Only 17.4 percent of Ukrainians would vote for Zelenskyy, according to a survey by the Kyiv International Sociology, an independent pollster, released on January 24. That is a notch down from 19.1 percent in October, the survey said.

Meanwhile, Poroshenko’s support grew from 12.1 percent in October to 15.5 in late January, it said. The main reason for Zelenskyy’s plummeting approval is not the war – but corruption, the biggest domestic problem that he promised to tackle during his election campaign.

“He is fully incapable of ridding of the ministerial bureaucracy he came to power to fight with,” Nikolay Mitrokhin of Germany’s Bremen University told Al Jazeera.

“Having brought to power a small group of people fully incompetent in matters of state administration, he didn’t improve the situation but made it worse,” he said. However, a top military expert believed that Zelenskyy is an effective leader capable of reforming the military and rallying the public behind it.

“His work succeeded,” Ihor Romanenko, a retired lieutenant-general and former deputy chief of Ukraine’s General Staff told Al Jazeera.

He lauded Zelenskyy’s diplomatic efforts to secure Western diplomatic and military support, his recent steps to provide basic military training for civilians and abolish Soviet-era conscription, thus making Ukraine’s military fully professional. And Ukraine’s top brass seem to be following Zelenskyy’s dual performance.

“Don’t panic! Everything is going to be just fine!” Ukrainian Defence Minister Oleksiy Reznikov told journalists on February 1 as he stood next to his Canadian counterpart Anita Anand.

But minutes earlier, Anand refused to supply Canadian-made lethal weapons to Ukraine – only pledging to discuss the request with her government.

“It would be prudent in light of the very intense and sensitive security situation at the current time to discuss that first with my counterparts in cabinet and with the prime minister,” Anand told reporters.

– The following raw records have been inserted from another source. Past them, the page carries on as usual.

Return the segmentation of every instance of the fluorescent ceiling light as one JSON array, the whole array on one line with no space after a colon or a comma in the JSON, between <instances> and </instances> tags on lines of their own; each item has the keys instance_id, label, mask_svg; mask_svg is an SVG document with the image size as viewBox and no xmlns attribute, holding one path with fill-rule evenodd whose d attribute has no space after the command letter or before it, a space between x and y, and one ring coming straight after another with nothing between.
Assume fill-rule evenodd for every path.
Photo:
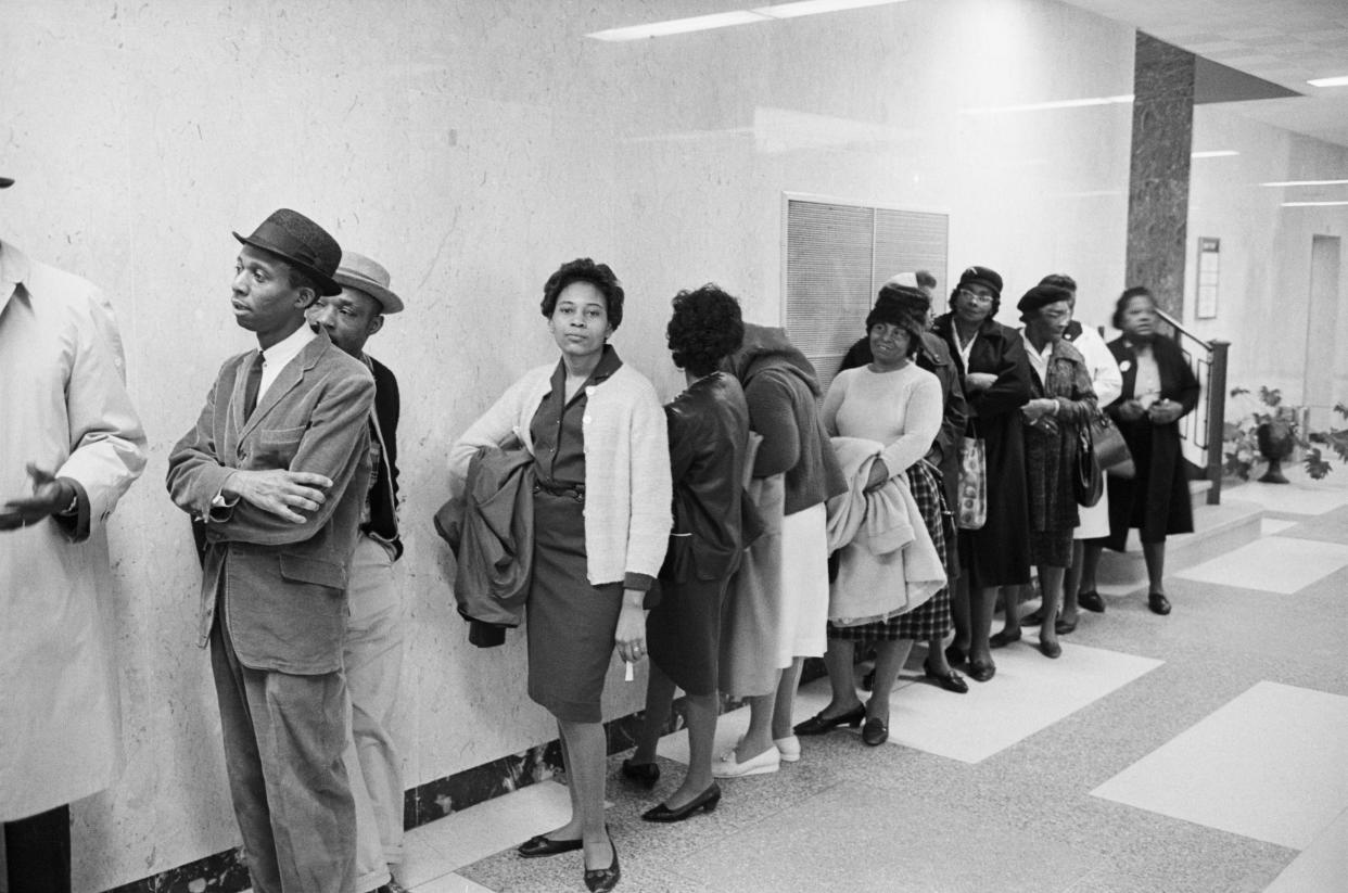
<instances>
[{"instance_id":1,"label":"fluorescent ceiling light","mask_svg":"<svg viewBox=\"0 0 1348 893\"><path fill-rule=\"evenodd\" d=\"M1049 102L1027 102L1024 105L989 105L977 109L964 109L967 114L988 112L1046 112L1050 109L1080 109L1089 105L1123 105L1132 102L1132 93L1124 96L1092 96L1082 100L1051 100Z\"/></svg>"},{"instance_id":2,"label":"fluorescent ceiling light","mask_svg":"<svg viewBox=\"0 0 1348 893\"><path fill-rule=\"evenodd\" d=\"M883 7L891 3L903 3L903 0L795 0L794 3L778 3L768 7L755 7L754 9L731 9L729 12L714 12L705 16L669 19L650 24L634 24L625 28L608 28L607 31L596 31L585 36L594 38L596 40L615 42L643 40L646 38L667 38L671 34L729 28L737 24L758 24L775 19L797 19L799 16L840 12L842 9Z\"/></svg>"},{"instance_id":3,"label":"fluorescent ceiling light","mask_svg":"<svg viewBox=\"0 0 1348 893\"><path fill-rule=\"evenodd\" d=\"M891 3L902 1L903 0L797 0L795 3L778 3L771 7L755 7L754 12L772 19L795 19L798 16L813 16L822 12L883 7Z\"/></svg>"},{"instance_id":4,"label":"fluorescent ceiling light","mask_svg":"<svg viewBox=\"0 0 1348 893\"><path fill-rule=\"evenodd\" d=\"M671 34L689 34L690 31L729 28L736 24L754 24L756 22L767 22L767 19L748 9L732 9L731 12L716 12L706 16L634 24L627 28L609 28L608 31L596 31L585 36L594 38L596 40L640 40L643 38L665 38Z\"/></svg>"},{"instance_id":5,"label":"fluorescent ceiling light","mask_svg":"<svg viewBox=\"0 0 1348 893\"><path fill-rule=\"evenodd\" d=\"M1259 183L1260 186L1343 186L1348 180L1283 180L1281 183Z\"/></svg>"}]
</instances>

She said, however, that some 200 Canadian military officers that trained thousands of Ukrainian servicemen would continue their mission. Canadians were only a fraction of Western instructions who helped reform Ukraine’s military since 2014, when Russian annexed Crimea and backed separatists in the southeastern regions of Donetsk and Luhansk.

At the time, Ukrainian troops were under-equipped and demoralised. Almost eight years later, as the war with the separatists went on killing more than 13,000, Ukraine’s military is battle-trained – and equipped with better weaponry, produced domestically or supplied by the West or Turkey.

As Putin trades tirades with the West about his troops next to Ukraine, many believe the buildup is nothing but Russia’s show of force designed to coerce Ukraine and its Western backers to stick to the 2015 Minsk agreements that prescribe a peaceful reintegration of the separatist regions and an amnesty to separatist forces once they disband.

Moscow has insisted that Ukraine has to “federalise”, granting more autonomy to the separatist regions which will be able to use Russian as their second official language and deal more freely with Moscow.